A latest study suggests that a particular meal loaded with a lot of fat and grease can actually silence the communication between the silence and the rest of an individual’s body. This is what the recent study suggests on the subject matter.
It was while using a zebra-fish to examine the cells that in a normal way tell the brain as well as the rest of the body that what is going on inside the gut after a specific meal. Apparently, a team of Duke researchers found out that a high-fat meal totally shuts down that communication for a few set of hours.
In fact, the cells that they were looking at the enteroendocrine cells, which is something that occurs sparsely throughout the lining of the gut, but it plays a significant role in signalling the body about the all important alimentary canal. Also, in addition to releasing hormones, the cells have also have some lately-discovered direct connection to the nervous system and the brain as well.

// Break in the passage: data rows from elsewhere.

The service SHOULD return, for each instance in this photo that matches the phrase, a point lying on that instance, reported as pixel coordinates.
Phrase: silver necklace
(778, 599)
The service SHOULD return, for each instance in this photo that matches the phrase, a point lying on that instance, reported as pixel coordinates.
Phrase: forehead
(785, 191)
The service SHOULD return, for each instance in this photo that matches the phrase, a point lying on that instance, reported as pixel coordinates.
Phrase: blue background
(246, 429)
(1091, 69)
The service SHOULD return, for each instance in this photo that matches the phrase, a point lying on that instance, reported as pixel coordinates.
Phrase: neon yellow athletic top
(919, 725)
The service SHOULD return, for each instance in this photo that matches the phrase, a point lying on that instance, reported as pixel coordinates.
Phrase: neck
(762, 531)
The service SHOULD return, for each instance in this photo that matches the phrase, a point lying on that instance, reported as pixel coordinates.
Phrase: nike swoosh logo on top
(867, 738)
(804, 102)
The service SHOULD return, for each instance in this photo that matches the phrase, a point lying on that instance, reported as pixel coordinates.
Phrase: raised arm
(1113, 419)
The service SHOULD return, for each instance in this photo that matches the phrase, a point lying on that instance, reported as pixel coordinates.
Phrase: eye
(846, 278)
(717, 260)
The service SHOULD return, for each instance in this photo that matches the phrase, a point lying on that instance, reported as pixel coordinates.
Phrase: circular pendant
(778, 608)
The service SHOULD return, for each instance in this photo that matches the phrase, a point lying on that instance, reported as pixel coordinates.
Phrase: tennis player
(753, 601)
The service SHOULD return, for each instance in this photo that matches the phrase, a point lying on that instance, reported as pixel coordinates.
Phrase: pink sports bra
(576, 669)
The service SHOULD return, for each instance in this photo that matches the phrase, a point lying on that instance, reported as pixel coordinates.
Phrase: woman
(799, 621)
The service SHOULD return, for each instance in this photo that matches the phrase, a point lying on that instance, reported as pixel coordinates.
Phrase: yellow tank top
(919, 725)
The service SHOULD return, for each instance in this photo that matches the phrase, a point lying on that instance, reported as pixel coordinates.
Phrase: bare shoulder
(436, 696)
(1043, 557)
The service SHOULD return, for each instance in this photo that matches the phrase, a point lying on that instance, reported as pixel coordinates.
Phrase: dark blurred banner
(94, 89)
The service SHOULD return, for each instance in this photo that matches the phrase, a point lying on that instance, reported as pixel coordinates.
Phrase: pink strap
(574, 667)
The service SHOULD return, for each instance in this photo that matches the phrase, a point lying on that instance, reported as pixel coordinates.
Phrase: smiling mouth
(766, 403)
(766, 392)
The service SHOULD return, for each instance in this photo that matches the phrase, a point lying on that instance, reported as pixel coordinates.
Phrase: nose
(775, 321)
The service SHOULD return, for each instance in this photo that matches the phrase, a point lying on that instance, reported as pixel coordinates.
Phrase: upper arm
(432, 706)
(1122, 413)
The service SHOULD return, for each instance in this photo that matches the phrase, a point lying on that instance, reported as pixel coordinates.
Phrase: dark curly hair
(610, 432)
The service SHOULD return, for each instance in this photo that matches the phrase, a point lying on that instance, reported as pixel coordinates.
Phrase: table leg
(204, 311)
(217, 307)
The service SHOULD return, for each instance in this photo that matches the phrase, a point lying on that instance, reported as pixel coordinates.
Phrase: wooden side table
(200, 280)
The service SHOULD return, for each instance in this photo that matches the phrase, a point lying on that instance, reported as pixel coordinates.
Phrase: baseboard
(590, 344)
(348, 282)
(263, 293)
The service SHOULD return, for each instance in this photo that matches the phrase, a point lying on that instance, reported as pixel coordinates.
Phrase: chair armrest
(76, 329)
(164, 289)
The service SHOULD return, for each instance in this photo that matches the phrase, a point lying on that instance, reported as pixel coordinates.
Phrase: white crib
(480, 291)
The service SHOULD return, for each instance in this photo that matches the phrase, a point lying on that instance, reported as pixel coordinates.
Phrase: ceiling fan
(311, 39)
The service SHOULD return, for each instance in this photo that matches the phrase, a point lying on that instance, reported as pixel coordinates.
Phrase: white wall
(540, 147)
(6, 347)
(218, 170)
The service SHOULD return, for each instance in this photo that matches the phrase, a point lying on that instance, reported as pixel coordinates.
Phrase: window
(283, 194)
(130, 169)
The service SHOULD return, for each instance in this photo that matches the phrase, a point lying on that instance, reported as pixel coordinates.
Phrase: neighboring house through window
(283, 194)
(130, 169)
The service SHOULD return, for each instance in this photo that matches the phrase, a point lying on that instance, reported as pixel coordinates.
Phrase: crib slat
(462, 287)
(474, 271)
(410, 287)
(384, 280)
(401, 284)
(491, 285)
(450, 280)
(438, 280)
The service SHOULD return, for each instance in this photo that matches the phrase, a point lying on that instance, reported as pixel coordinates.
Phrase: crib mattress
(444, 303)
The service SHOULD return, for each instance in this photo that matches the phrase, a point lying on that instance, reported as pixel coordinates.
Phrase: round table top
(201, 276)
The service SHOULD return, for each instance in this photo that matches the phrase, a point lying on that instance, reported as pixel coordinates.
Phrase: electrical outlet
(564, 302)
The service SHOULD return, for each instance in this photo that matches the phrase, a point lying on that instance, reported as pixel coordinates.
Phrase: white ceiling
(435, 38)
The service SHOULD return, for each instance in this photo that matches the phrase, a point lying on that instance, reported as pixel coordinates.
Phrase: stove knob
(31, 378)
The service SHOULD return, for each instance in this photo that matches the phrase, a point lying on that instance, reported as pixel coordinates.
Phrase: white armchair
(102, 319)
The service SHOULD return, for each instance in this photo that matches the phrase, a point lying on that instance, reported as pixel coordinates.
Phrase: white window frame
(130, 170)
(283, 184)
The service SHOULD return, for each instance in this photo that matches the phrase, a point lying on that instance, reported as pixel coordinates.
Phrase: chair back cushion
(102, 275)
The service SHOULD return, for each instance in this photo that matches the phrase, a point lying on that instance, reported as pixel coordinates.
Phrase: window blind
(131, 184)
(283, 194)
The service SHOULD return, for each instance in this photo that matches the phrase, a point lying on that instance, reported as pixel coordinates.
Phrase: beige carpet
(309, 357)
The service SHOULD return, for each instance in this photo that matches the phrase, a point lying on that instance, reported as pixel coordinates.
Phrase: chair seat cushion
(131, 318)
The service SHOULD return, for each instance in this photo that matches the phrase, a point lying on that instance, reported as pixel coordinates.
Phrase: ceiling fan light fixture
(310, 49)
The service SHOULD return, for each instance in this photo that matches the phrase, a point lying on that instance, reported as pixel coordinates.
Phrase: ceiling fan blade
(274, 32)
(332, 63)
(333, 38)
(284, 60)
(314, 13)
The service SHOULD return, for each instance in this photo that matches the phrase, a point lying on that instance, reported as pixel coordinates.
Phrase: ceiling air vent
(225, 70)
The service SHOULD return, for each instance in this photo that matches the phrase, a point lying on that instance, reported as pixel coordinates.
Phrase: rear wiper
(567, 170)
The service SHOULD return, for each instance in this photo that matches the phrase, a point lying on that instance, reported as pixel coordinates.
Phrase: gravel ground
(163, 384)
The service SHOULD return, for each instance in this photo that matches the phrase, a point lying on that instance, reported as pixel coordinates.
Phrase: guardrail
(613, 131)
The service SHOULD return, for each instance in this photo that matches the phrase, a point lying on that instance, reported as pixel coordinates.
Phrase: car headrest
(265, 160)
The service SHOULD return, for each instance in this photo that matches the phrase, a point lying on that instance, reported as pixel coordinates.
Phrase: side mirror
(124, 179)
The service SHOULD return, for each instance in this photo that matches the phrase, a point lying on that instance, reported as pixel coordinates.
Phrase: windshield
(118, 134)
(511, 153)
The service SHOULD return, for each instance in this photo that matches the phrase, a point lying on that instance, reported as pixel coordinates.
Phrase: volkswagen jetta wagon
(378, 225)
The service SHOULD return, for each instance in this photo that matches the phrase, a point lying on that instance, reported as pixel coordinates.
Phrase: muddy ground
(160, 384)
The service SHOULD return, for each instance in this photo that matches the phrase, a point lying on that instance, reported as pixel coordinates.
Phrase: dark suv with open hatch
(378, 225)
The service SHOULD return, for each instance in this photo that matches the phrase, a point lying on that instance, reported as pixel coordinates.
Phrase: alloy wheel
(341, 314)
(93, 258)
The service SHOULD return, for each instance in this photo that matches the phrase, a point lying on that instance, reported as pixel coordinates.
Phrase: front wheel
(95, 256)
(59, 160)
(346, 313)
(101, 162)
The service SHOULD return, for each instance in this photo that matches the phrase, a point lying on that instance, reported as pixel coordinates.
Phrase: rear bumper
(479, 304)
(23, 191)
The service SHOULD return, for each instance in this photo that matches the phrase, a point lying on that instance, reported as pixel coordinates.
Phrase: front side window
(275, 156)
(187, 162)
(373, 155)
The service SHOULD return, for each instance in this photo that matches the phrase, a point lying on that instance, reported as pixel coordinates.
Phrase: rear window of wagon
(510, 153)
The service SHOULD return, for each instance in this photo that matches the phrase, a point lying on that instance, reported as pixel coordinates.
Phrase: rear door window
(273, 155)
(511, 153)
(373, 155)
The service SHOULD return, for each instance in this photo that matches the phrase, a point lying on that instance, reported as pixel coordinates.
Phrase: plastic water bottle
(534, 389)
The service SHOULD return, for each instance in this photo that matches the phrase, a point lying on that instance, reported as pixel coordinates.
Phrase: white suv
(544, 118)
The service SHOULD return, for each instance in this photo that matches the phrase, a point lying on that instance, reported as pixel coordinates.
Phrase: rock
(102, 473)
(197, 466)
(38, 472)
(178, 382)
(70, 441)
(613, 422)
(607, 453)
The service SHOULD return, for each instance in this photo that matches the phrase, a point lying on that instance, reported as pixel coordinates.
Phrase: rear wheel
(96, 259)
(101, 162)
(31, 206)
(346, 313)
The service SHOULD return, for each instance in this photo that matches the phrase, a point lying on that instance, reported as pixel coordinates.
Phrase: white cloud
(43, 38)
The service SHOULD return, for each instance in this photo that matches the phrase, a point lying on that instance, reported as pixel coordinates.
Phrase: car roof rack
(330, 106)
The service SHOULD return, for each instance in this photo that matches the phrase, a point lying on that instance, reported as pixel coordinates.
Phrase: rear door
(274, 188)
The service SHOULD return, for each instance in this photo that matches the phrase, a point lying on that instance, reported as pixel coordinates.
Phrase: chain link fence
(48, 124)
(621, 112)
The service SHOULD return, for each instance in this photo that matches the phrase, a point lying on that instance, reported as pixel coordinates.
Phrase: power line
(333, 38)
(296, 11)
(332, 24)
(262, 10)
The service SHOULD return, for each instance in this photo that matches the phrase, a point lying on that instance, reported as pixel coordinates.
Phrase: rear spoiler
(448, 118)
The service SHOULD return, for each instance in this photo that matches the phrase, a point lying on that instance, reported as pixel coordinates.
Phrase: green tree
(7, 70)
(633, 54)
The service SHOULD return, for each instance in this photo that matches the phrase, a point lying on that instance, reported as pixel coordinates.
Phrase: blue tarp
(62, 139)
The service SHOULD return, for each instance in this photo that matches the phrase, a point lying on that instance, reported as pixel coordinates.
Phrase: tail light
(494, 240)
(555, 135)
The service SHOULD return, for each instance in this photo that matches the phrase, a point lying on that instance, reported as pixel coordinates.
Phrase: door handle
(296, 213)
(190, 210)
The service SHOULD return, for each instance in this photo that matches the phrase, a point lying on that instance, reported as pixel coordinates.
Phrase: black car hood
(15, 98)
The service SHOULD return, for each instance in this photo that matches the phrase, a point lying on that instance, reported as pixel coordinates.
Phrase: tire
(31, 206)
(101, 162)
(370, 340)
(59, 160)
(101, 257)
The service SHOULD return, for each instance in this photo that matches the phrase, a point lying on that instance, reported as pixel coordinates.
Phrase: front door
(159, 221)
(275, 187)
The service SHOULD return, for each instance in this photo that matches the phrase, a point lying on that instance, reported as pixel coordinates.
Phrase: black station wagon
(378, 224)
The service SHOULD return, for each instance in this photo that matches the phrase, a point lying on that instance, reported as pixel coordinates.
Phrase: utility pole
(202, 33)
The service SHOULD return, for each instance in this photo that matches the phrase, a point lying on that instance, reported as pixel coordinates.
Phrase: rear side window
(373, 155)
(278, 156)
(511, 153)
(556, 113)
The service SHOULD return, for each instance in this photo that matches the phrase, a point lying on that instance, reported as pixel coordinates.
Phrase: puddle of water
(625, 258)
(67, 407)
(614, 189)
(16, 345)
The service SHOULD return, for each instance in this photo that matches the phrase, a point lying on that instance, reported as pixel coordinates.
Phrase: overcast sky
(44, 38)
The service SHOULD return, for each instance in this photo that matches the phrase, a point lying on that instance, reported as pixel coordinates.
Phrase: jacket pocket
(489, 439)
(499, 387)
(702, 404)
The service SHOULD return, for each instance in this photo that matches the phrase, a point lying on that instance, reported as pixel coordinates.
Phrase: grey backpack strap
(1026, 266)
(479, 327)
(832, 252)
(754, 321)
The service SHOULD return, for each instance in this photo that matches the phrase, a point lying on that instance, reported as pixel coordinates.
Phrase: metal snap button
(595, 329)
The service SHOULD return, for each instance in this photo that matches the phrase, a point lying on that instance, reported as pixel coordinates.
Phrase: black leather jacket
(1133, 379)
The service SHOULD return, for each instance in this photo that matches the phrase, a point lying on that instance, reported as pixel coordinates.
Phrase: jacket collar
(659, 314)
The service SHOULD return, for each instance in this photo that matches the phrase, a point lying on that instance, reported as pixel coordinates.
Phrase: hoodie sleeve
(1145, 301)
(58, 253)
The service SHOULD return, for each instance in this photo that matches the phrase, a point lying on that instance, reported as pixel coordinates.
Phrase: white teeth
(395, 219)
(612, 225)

Moreover, since the enteroendocrine cells play pivotal roles in digestion, the feeling of being full and the subsequent feeding behaviour, it is this silencing that might be a mechanism which in a way somehow makes people who eat a high-fat diet to eat even more than that.
Furthermore, the silence cells also change shape and experience some stress in their endoplasmic reticulum which is a structure that assembles new proteins. So, it appears that these enteroendocrine cells, which are in a sense specialised to synthesize and also secrete proteins such as hormones and neurotransmitters become overstimulated and exhausted for a while as a result.